– Перестаньте! Она кончается… Твоя злополучная девчонка умерла с голоду. Впрочем, она не единственная, я видел тут рядом еще такую же… Все вы зовете меня, а я тут ровно ничего не могу поделать. Нужно мясо, чтобы поставить вас на ноги.
Маэ обжег пальцы и выронил спичку. Сумрак окутал маленький, еще теплый труп. Доктор торопливо ушел. В темной комнате слышались лишь рыдания матери; она без конца призывала смерть. Этьен слышал только эту непрестанную горькую жалобу:
– Господи, Боже мой, теперь мой черед, возьми меня!.. Господи, возьми моего мужа, возьми всех, сжалься над нами, возьми же нас наконец!
III
IIIВ то воскресенье, часов в восемь вечера, в зале «Авантажа» оставался один Суварин, – он сидел на своем обычном месте, прислонившись головой к стене. Ни у одного из углекопов не было и двух су на кружку пива, никогда еще торговля не шла так плохо. Г-жа Раснер, сидя неподвижно за прилавком, угрюмо молчала; Раснер, стоя перед чугунным камином, рассеянно следил за красноватым дымом от тлеющих углей.
В жарко натопленной комнате было совсем тихо; вдруг раздались три коротких сухих стука в оконное стекло. Суварин обернулся, встал – то был условный знак: так Этьен не раз уже вызывал его, когда видел в окно, что Суварин сидит за пустым столом и курит папиросу. Но прежде чем машинист успел дойти до двери, Раснер уже распахнул ее; узнав человека, который стоял на улице в полосе света, падавшего из окна, он сказал, обращаясь к нему:
– Ты боишься, что я тебя выдам? Вам лучше разговаривать здесь, чем на улице.
Этьен вошел. Г-жа Раснер вежливо предложила ему кружку пива; но он отстранил ее движением руки. Кабатчик прибавил:
– Я уже давно догадался, где ты прячешься.
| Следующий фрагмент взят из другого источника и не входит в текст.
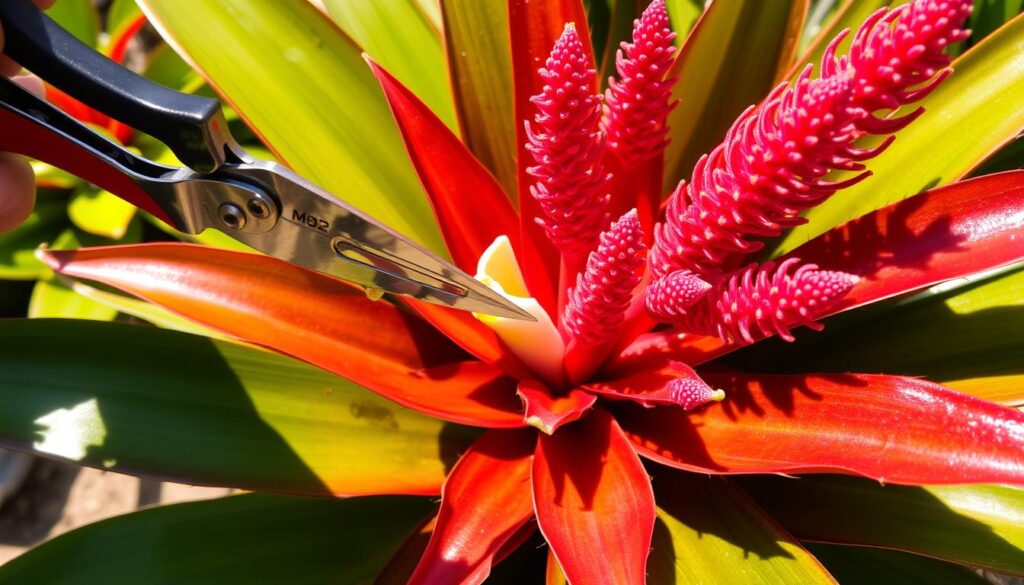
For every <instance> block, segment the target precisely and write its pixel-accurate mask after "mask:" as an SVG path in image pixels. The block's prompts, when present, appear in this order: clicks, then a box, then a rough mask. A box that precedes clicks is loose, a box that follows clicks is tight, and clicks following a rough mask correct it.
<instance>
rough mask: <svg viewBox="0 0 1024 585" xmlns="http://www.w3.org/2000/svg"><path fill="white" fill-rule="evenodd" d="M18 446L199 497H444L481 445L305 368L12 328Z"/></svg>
mask: <svg viewBox="0 0 1024 585" xmlns="http://www.w3.org/2000/svg"><path fill="white" fill-rule="evenodd" d="M0 345H2V346H3V347H4V350H3V351H2V352H0V441H2V443H3V445H4V446H5V447H8V448H14V449H19V450H25V451H35V452H37V453H41V454H46V455H47V456H50V457H62V458H65V459H72V460H75V461H77V462H79V463H81V464H83V465H90V466H94V467H101V468H105V469H112V470H114V471H120V472H131V473H138V474H144V475H152V476H157V477H168V478H173V479H176V480H179V482H184V483H188V484H195V485H210V486H230V487H237V488H243V489H248V490H264V491H274V492H293V493H300V494H314V495H331V494H334V495H360V494H381V493H384V494H389V493H390V494H402V493H403V494H428V495H433V494H437V493H439V491H440V486H441V483H442V482H443V479H444V474H445V471H446V466H447V463H449V462H451V461H452V459H453V458H454V457H455V456H456V455H457V454H458V453H459V452H461V451H462V450H463V449H465V448H466V447H467V446H468V445H469V443H470V442H471V441H472V440H473V438H475V432H474V431H472V430H471V429H468V428H465V427H459V426H455V425H450V424H444V423H442V422H441V421H439V420H436V419H432V418H429V417H424V416H422V415H420V414H418V413H416V412H413V411H410V410H407V409H402V408H398V407H396V406H395V405H394V404H393V403H391V402H389V401H387V400H385V399H382V398H380V396H378V395H377V394H374V393H373V392H370V391H368V390H366V389H364V388H360V387H359V386H357V385H355V384H353V383H351V382H349V381H347V380H345V379H343V378H339V377H337V376H332V375H330V374H327V373H325V372H322V371H321V370H317V369H315V368H311V367H309V366H306V365H304V364H302V363H300V362H296V361H294V360H291V359H288V358H283V357H280V356H275V354H273V353H268V352H266V351H260V350H257V349H253V348H250V347H244V346H240V345H238V344H234V343H225V342H222V341H215V340H211V339H207V338H205V337H200V336H197V335H187V334H183V333H177V332H173V331H165V330H161V329H156V328H151V327H135V326H127V325H116V324H109V323H97V322H86V321H65V320H29V321H5V322H0Z"/></svg>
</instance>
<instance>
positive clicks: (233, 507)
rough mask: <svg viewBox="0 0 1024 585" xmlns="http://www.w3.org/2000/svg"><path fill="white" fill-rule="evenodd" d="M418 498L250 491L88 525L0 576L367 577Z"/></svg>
mask: <svg viewBox="0 0 1024 585" xmlns="http://www.w3.org/2000/svg"><path fill="white" fill-rule="evenodd" d="M430 505H431V504H430V503H429V502H428V501H426V499H424V498H411V497H376V498H353V499H348V500H332V499H318V498H316V499H314V498H294V497H286V496H271V495H266V494H246V495H242V496H231V497H227V498H222V499H218V500H211V501H207V502H190V503H184V504H174V505H170V506H164V507H160V508H153V509H148V510H142V511H138V512H134V513H131V514H127V515H123V516H118V517H114V518H110V519H106V520H102V521H99V523H96V524H92V525H88V526H86V527H83V528H80V529H78V530H75V531H73V532H70V533H68V534H65V535H61V536H60V537H58V538H56V539H54V540H51V541H49V542H47V543H46V544H44V545H42V546H39V547H37V548H35V549H33V550H32V551H31V552H29V553H28V554H25V555H23V556H20V557H18V558H16V559H15V560H13V561H11V562H8V563H7V565H5V566H4V567H3V568H2V569H0V583H4V584H15V583H17V584H22V583H47V584H48V585H61V584H65V585H73V584H74V585H78V584H81V583H105V584H108V585H120V584H125V585H135V584H137V583H166V584H171V583H191V584H214V583H216V584H218V585H230V584H239V585H248V584H251V583H261V584H264V585H274V584H281V585H285V584H287V585H295V584H308V585H312V584H325V585H326V584H329V583H331V584H334V583H369V582H370V581H371V580H372V579H373V578H374V577H375V576H376V575H377V572H378V571H380V568H381V567H383V566H384V563H385V562H386V561H387V558H388V556H389V554H390V553H391V552H392V551H394V549H396V548H397V547H398V545H399V544H400V543H401V540H402V538H403V537H404V535H406V533H407V532H408V531H409V530H410V529H411V528H412V527H413V526H414V525H415V524H416V521H417V520H418V519H419V516H420V515H421V514H422V513H423V512H424V511H425V510H426V509H428V508H429V507H430Z"/></svg>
Если бы я был шпиком, как говорят про меня твои друзья, то уже неделю назад напустил бы на тебя жандармов.
– Тебе нечего защищаться, – возразил молодой человек. – Я знаю, ты не из таких… Можно не сходиться во взглядах, но тем не менее уважать друг друга.
Снова воцарилось молчание. Суварин сел на стул, прислонившись спиной к стене, и стал следить глазами за дымом папиросы; но пальцы его лихорадочно дрожали, он проводил ими по коленям, как бы ища теплую шерсть Польши, которой в этот вечер не было; он бессознательно ощущал какую-то неловкость, ему чего-то не хватало, он сам не знал – чего.
Этьен, усевшись у другого конца стола, проговорил:
– Завтра возобновляются работы в Воре. Негрель привез бельгийцев.
– Да, их привезли сюда, когда уже смеркалось, – сказал Раснер, – не вышло бы снова драки.